2. You must also learn to recognize how metaphors are constructed through mappings from one domain to another. Sometimes these mappings are explicit, sometimes they are hidden, sometimes they are clear cut one-on-one connections and sometimes they are fuzzy and cross levels of categorization. But they’re there. If you say, “life is a journey” you can also say “I’ve reached a fork in the road” or “I’ve hit a rough patch” because you map elements of the “road/journey domain” such as intersections, rocky surfaces, hills, etc. to elements of the “life domain” such as decisions and difficult time periods. This way of thinking about metaphor was popularized by Lakoff and Johnson in their 1980 book “Metaphors we live by” which is a great weekend read. However, do read the 2003 edition which contains an important additional chapter.

Metaphor hacking

Once you’ve done the above, you can start hacking (or really do them at the same time).

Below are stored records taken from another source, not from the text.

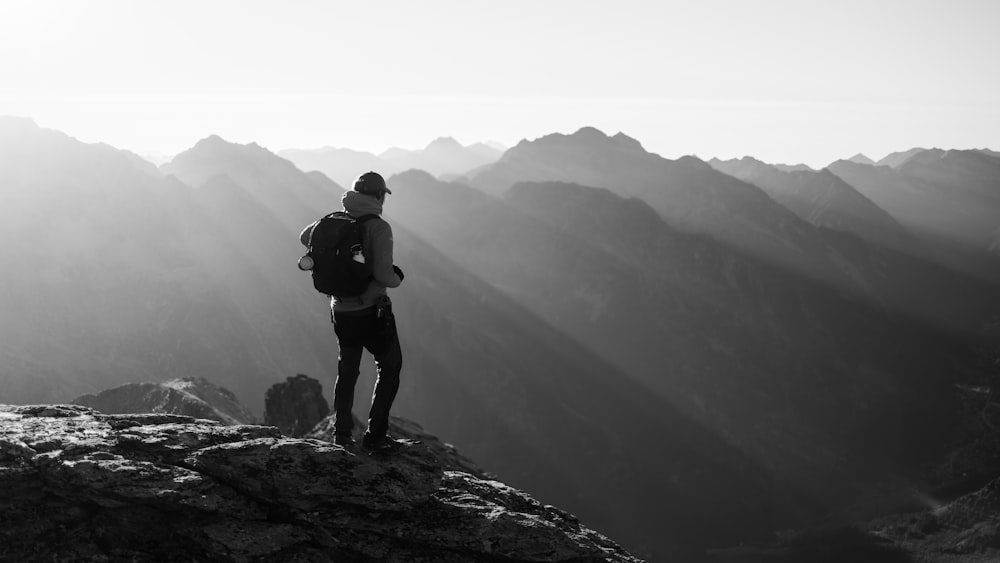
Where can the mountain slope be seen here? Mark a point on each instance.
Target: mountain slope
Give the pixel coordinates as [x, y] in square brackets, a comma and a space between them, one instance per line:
[824, 200]
[441, 156]
[194, 397]
[947, 198]
[689, 194]
[733, 343]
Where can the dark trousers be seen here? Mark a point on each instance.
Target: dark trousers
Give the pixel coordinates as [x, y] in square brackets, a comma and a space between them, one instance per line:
[357, 331]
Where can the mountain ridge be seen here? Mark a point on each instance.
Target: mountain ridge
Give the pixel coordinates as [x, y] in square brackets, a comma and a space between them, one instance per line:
[81, 485]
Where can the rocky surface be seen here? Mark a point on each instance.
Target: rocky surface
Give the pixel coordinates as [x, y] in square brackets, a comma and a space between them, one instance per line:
[189, 396]
[295, 405]
[400, 428]
[79, 485]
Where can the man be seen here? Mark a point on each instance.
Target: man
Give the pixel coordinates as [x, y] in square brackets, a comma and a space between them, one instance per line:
[366, 321]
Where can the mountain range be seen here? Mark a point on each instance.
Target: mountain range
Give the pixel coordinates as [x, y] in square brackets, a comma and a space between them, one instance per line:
[443, 156]
[668, 350]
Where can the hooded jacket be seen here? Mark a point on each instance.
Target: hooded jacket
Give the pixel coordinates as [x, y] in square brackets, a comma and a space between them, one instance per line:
[377, 248]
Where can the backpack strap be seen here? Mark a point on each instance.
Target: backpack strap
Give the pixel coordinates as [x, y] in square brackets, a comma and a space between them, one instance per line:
[361, 223]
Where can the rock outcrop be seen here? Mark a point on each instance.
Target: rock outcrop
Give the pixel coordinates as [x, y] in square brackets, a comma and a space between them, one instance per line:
[295, 405]
[76, 484]
[189, 396]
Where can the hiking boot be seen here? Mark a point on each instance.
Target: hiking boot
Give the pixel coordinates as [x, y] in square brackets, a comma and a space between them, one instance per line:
[382, 444]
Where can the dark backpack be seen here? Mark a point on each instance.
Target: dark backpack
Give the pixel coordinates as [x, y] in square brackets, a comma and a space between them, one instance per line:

1. Find an example of a metaphor being used in a way that limits your ability to achieve something or one that constrains your thinking or actions. For example, “education is a marketplace.”

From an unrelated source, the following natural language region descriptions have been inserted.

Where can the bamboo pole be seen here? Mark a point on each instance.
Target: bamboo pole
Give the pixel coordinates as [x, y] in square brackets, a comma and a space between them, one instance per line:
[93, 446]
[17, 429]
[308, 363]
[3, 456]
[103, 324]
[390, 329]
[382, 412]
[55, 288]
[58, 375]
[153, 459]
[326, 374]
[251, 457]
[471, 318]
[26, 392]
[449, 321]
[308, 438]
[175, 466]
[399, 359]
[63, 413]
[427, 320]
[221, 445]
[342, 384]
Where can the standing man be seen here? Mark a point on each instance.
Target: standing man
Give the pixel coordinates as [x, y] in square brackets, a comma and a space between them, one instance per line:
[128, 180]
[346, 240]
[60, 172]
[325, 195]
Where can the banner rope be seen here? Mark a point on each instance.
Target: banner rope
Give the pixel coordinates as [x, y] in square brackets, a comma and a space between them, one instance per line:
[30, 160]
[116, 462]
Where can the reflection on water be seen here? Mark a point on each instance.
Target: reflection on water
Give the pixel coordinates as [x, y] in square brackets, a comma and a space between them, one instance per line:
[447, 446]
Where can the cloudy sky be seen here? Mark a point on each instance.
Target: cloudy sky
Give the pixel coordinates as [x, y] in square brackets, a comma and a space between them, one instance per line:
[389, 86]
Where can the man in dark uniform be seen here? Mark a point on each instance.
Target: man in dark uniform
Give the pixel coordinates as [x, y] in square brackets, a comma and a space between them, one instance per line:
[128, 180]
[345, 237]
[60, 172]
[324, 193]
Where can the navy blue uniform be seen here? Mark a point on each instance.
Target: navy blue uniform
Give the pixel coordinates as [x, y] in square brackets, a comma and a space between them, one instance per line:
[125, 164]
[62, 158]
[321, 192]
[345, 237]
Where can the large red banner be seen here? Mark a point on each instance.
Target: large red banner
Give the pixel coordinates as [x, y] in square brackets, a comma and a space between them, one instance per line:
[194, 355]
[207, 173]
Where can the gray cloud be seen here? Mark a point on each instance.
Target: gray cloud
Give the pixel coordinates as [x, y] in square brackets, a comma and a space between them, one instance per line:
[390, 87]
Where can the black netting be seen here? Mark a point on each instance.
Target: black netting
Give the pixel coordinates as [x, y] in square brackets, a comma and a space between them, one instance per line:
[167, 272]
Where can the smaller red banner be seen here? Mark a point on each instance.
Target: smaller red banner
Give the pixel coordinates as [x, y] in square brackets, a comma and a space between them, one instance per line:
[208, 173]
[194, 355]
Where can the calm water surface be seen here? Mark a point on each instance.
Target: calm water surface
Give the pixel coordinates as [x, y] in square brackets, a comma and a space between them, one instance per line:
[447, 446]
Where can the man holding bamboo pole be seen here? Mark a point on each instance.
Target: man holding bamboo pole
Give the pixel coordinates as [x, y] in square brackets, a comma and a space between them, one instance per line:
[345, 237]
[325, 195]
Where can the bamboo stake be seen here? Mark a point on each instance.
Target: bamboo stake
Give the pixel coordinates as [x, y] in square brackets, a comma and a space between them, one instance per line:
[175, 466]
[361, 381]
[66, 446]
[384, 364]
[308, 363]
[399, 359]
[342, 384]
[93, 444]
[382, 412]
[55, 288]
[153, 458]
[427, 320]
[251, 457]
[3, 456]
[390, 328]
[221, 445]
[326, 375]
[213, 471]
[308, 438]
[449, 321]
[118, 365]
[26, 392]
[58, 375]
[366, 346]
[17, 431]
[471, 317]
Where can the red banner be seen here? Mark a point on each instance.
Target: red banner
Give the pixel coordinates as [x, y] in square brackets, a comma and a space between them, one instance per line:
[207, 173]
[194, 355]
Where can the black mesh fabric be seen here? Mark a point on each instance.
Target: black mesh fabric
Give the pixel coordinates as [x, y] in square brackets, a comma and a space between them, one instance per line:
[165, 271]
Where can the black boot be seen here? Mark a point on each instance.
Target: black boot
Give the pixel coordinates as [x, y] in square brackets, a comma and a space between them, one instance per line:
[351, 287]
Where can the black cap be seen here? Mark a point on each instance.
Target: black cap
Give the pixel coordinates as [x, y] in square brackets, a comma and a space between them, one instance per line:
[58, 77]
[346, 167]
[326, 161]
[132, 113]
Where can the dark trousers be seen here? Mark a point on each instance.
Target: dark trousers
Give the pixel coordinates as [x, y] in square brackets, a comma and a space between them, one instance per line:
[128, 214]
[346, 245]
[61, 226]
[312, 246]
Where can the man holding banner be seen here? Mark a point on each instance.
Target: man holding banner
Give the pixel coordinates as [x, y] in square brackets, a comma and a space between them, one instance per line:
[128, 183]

2. Identify the domains involved in the metaphor. The source domain is the domain of knowledge or experience which is being used to structure our understanding of the target domain. This is frequently being confused with concrete/abstract or known/unknown but very often the source domain is just as abstract or well/little known as the target domain. For example: The source domain of marketplace and business is no more concrete or better known than the target domain of education. But it can still be used to structure our understanding  of the domain education.

3. Identity the most common mappings between the source and target domains. These generally have the form of “X is (like) Y” and carry with them the assumption that if X is like Y, it should have a similar relationship to Z or perform similar activities. The “is like” function relies on a fuzzy concept of identity, a sort of family resemblance. For example, in the “education is a marketplace” metaphor, some common mappings are “students are customers” and “schools are companies providing a service”. Don’t make any judgements at this stage. Simply list as many mappings as you can find.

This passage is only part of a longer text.